From Cambridge Associates, investment advisor
Global equities (-3.2% for the MSCI All Country World Index) declined in the first quarter of 2026, as AI driven software sector weakness, US tariff policy uncertainty, and the outbreak of the Iran War in late February weighed on sentiment. Non-US developed markets modestly outperformed US stocks in USD terms, while emerging markets were broadly flat, as the US dollar weakened and investors rotated away from growth-oriented names. The United States imposed new tariffs on Canada, China, and Mexico, as well as imports of steel and aluminum, and announced several additional proposed tariffs; many impacted regions retaliated with counter levies. The Iran War, which began in late February following US and Israeli strikes on Iran, caused a spike in energy prices and added to market volatility through quarter end. US equities (-4.6% for the MSCI US Index) declined in the first quarter, underperforming developed markets ex US peers (0.9% for the MSCI World ex US Index). The sell-off was driven by a decline in growth stocks, as investors grew concerned that tariffs would weigh on global growth and that AI-driven obsolescence fears would pressure software sector revenues. Software stocks underperformed as new AI tools raised concerns about long-term revenue streams, though aggregate analyst growth expectations for the sector, both near and long term, remained unchanged. Value strategies bested growth over the quarter and small cap outpaced mega and large cap stocks.

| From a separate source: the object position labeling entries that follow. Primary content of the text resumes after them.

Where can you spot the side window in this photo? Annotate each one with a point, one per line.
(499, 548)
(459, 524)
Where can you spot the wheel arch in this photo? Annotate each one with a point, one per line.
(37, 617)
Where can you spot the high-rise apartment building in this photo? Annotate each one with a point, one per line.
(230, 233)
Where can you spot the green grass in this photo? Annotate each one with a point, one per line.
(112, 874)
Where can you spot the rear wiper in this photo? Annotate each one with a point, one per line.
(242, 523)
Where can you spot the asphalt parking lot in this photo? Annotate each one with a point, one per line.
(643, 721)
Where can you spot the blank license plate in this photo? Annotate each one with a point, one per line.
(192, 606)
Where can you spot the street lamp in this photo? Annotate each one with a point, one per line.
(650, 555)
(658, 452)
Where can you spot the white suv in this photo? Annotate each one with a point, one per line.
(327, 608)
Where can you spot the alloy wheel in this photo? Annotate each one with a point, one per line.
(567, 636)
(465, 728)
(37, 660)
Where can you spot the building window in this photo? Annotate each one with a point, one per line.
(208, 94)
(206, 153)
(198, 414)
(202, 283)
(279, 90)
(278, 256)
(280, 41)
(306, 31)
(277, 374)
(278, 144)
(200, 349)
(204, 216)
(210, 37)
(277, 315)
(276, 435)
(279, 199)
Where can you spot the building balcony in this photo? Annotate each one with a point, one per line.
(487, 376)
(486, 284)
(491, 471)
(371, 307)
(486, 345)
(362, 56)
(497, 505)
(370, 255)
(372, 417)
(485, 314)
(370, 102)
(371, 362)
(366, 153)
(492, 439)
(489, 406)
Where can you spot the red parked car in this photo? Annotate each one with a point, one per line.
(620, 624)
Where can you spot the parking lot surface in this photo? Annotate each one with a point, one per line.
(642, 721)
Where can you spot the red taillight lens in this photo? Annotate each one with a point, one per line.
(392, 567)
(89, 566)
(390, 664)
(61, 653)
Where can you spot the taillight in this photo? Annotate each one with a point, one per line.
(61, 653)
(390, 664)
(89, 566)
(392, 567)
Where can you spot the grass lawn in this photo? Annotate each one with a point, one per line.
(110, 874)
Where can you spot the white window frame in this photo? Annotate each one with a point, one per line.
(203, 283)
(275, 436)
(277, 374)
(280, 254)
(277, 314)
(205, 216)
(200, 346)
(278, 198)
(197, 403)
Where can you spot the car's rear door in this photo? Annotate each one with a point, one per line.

Developed markets ex US equities (-0.9% for the MSCI World ex US Index) modestly declined in USD terms, though results varied widely by country. The United Kingdom (+2.0% for the MSCI UK Index) and Japan (+1.4% for the MSCI Japan Index) advanced, while European equities broadly fell. Country-level performance varied considerably: the Netherlands (+2.7%), Finland (+2.0%), and the United Kingdom (+2.0%) advanced, while Germany (-8.5%), France (-5.4%), Switzerland (-4.2%), Sweden (-3.8%), Austria (-3.5%), Italy (-3.4%), Spain (-3.2%), Belgium (-1.7%), and Ireland (-10.1%) declined, while Canada (+1.3% for the MSCI Canada Index) modestly advanced.
Emerging markets (-0.2% for the MSCI Emerging Markets Index) were broadly flat in the first quarter, as gains in Latin America and select markets were offset by weakness in China and India. China (-8.9% for the MSCI China Index) declined as trade tensions with the United States intensified and earlier optimism around technology and stimulus faded. India (-18.1% for the MSCI India Index) was the weakest major EM market, facing headwinds from foreign investor outflows, elevated valuations, and currency weakness. Asian equities (-1.5% for the MSCI Emerging Markets Asia Index) lagged other EM regions, weighed down by these two index heavyweights, though Taiwan (+9.1% for the MSCI Taiwan Index) advanced. Latin America (+14.6% for the MSCI Emerging Markets Latin America Index) gained the most in EM, supported by Brazil (+19.1% for the MSCI Brazil Index). Europe, the Middle East & Africa (+1.6% for the MSCI Emerging Markets Europe & Middle East Index) also outpaced broad EM. Hong Kong (+5.5% for the MSCI Hong Kong Index) advanced, while Singapore (-1.0% for the MSCI Singapore Index) modestly declined.
US fixed income assets (+0.0% for the Bloomberg US Aggregate Bond Index) were broadly flat in the first quarter. Treasury securities modestly outperformed corporate investment-grade equivalents as interest rates were little changed while spreads widened. Inflation-protected TIPS (+0.6% for the Bloomberg US TIPS 1-10 Years Index) outpaced nominal Treasuries, as inflation expectations drifted higher amid tariff related and Iran War-related price pressures. High-yield corporates (-0.5% for the Bloomberg US Corporate High Yield Index) and investment-grade credit (-0.5% for the Bloomberg Credit Index) both declined as risk-off sentiment took hold. The Federal Reserve held its benchmark fed funds rate band steady through the quarter. The US dollar broadly declined in the first quarter as investors digested the potential impacts of new US trade policies.